The aim of nutrition in diseases is to provide the patient with adequate and balanced energy and nutrients that the patient needs to take daily by taking into account the changes in the metabolism of digestion, absorption or nutrientrelated to disease or treatment.
• The best primary physician knows the whole story of the patient and the treatment process of the disease. Therefore, the primary physician decides on the patient’s diet. After the physician decides the diet that the patient needs to take, the nutrition program suitable for the patient’s diet is created.
• Every diet should be prepared special considering the person’s illness, physiological and psychological condition.
• The calorie of the diet is determined by the patient’s age, height, weight and physical activity.
• The content of the diet should be balanced with protein, carbohydrates and fats considering the disease.
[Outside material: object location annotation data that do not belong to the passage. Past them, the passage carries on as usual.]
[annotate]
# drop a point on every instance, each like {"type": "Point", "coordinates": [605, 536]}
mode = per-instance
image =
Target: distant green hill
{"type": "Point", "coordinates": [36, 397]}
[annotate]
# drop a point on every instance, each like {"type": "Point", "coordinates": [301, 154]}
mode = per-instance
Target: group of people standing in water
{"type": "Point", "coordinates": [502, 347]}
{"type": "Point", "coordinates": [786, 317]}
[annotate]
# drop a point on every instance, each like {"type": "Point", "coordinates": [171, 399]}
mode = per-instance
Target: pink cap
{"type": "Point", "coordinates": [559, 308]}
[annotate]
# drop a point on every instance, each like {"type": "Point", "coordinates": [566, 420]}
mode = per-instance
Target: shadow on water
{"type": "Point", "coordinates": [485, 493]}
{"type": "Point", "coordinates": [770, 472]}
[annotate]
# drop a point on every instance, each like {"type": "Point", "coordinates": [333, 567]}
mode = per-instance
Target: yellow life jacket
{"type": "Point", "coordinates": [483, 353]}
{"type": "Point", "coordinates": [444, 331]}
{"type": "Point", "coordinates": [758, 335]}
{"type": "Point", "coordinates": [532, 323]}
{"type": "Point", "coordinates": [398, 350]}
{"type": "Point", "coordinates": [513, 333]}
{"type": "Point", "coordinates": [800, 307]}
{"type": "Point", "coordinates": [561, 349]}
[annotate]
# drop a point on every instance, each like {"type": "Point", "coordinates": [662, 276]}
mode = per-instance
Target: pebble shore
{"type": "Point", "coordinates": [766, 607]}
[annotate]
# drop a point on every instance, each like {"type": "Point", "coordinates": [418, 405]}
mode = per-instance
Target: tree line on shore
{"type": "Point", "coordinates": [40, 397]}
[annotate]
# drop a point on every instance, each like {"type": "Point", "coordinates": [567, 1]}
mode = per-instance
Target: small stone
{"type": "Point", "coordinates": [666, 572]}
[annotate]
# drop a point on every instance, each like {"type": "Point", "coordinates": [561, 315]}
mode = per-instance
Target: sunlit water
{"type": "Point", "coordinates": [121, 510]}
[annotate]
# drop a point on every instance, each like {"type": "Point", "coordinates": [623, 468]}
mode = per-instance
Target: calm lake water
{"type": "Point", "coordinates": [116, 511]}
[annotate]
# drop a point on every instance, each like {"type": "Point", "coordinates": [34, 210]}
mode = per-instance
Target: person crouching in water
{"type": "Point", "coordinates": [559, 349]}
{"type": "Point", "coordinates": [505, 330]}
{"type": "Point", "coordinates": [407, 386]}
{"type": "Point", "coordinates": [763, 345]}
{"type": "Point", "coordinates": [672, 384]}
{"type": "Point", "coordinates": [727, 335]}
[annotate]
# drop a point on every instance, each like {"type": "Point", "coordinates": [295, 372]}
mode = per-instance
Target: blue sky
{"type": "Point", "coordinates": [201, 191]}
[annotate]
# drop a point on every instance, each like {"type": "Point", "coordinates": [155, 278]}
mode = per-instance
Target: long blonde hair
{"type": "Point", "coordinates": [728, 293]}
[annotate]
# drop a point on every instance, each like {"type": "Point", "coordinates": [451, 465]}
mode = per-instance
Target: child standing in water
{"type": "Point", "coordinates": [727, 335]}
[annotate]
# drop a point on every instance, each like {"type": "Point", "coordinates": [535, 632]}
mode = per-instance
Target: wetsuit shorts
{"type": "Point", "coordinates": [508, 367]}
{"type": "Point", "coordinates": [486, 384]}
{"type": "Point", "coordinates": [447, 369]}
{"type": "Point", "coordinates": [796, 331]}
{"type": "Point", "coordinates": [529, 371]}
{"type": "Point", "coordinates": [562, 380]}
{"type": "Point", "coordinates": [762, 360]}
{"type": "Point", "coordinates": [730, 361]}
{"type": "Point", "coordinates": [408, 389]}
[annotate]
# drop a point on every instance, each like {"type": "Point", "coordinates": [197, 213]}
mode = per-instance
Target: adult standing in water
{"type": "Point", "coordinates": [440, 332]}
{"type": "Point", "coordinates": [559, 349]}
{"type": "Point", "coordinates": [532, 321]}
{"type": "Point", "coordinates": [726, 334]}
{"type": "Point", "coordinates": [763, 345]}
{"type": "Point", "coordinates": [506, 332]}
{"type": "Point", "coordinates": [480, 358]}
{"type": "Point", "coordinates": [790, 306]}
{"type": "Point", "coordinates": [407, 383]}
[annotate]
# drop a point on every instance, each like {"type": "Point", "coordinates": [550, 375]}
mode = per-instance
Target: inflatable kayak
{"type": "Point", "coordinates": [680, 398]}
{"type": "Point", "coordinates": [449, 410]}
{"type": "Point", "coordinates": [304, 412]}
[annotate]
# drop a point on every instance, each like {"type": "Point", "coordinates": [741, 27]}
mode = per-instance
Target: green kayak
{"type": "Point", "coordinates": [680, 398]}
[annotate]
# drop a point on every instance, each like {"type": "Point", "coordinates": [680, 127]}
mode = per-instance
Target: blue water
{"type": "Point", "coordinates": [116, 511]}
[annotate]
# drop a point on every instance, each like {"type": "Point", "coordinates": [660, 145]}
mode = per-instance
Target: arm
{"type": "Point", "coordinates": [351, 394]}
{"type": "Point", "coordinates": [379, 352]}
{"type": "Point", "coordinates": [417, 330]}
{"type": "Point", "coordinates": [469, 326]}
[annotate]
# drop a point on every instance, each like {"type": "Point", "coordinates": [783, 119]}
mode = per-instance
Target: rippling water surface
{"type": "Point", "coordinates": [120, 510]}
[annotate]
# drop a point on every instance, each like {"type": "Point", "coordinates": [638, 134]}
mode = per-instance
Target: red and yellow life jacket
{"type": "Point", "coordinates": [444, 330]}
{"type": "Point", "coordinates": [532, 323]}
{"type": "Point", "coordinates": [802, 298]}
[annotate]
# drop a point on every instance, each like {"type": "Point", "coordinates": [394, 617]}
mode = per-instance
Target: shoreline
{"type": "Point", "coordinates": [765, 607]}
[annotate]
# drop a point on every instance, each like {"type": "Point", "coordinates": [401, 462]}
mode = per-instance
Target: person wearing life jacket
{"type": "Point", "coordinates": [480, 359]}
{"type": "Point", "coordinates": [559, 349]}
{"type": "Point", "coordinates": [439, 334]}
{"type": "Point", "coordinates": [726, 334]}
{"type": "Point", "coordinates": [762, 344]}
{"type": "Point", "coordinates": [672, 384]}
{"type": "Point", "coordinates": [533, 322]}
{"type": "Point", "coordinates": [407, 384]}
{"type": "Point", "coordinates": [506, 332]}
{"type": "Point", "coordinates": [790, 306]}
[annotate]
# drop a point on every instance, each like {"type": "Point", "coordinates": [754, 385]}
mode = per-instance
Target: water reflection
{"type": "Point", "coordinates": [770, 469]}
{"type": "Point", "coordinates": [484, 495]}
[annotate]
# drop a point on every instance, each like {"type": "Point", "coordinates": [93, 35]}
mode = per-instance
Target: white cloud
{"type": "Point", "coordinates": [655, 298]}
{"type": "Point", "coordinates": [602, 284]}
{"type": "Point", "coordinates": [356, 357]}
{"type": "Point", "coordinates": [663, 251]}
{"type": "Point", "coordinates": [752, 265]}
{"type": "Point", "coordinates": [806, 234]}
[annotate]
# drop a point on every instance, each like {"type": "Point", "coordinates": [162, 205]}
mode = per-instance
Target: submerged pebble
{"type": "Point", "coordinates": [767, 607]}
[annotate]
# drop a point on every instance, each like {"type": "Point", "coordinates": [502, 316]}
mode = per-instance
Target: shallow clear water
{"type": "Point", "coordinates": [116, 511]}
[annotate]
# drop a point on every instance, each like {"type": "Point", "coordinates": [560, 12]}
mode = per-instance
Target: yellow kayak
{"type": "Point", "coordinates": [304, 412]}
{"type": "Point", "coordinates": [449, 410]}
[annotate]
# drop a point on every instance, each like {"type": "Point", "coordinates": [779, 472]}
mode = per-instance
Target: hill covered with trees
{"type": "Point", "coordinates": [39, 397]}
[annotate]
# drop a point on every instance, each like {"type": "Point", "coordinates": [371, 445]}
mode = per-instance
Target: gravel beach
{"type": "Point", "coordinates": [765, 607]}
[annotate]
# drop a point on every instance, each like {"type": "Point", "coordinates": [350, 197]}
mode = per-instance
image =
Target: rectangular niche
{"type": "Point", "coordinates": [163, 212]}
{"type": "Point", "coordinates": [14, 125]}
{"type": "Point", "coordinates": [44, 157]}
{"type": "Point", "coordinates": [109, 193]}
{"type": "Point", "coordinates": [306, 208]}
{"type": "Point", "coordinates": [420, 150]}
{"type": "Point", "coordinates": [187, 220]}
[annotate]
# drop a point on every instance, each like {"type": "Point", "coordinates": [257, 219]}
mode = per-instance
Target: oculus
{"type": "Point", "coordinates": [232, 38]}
If the patient has any limitations, arrangements are made accordingly. For example, in a kidney patient, protein or sodium may be restricted to potassium. In patients with COPD, the fat can be increased while the carbs are restricted.
• In patients with impaired digestion, absorption metabolism, or in patients who are allergic to a food, a diet plan is created by taking out that food or group of foods from their diet. For example, in a patient with lactose intolerance, milk and dairy products are removed from their diets. A child with an egg allergy does not have to send any food containing eggs to an adult patient.
• If there is any problem in the patient’s digestive system, adaptation is made in the consistency of the food. For example, mashed or soft meals are planned for patients with chewing problems.